- IATA: none; ICAO: none;

Summary
- Location: Toronto, Ontario
- Opened: 1928
- Closed: 1939
- Coordinates: 43°44′56″N 79°27′39″W﻿ / ﻿43.74889°N 79.46083°W

Map
- Toronto Aerodrome

= Toronto Aerodrome =

Toronto Aerodrome, also known as Canadian Air Express Airport, was an aerodrome located in Toronto, Ontario, Canada.

One of the historical airfields of Canada, operated from 1928 to 1939, it was situated at the current Sheppard West station on Dufferin Street and Sheppard Avenue West. Toronto Aerodrome was one of several small airfields established in the Toronto area during the 1920s and 1930s. This aerodrome served as the principal custom entry point for aircraft coming to Toronto until 1939, when Malton airfield, now Toronto Pearson International Airport, became operational.

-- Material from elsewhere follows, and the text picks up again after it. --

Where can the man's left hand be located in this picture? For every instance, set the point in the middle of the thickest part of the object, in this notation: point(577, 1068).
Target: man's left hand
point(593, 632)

The aerodrome shared the site with the Toronto Flying Club (located at Dufferin Street and Wilson Avenue). The Toronto Flying Club's site is now the south end of Downsview Airport, TTC Wilson Complex.

Following the end of World War II into the 1960s, parts of the former airfield and surrounding farmland were developed into the residential neighbourhood of Wilson Heights and mixed commercial-industrial area of Downsview.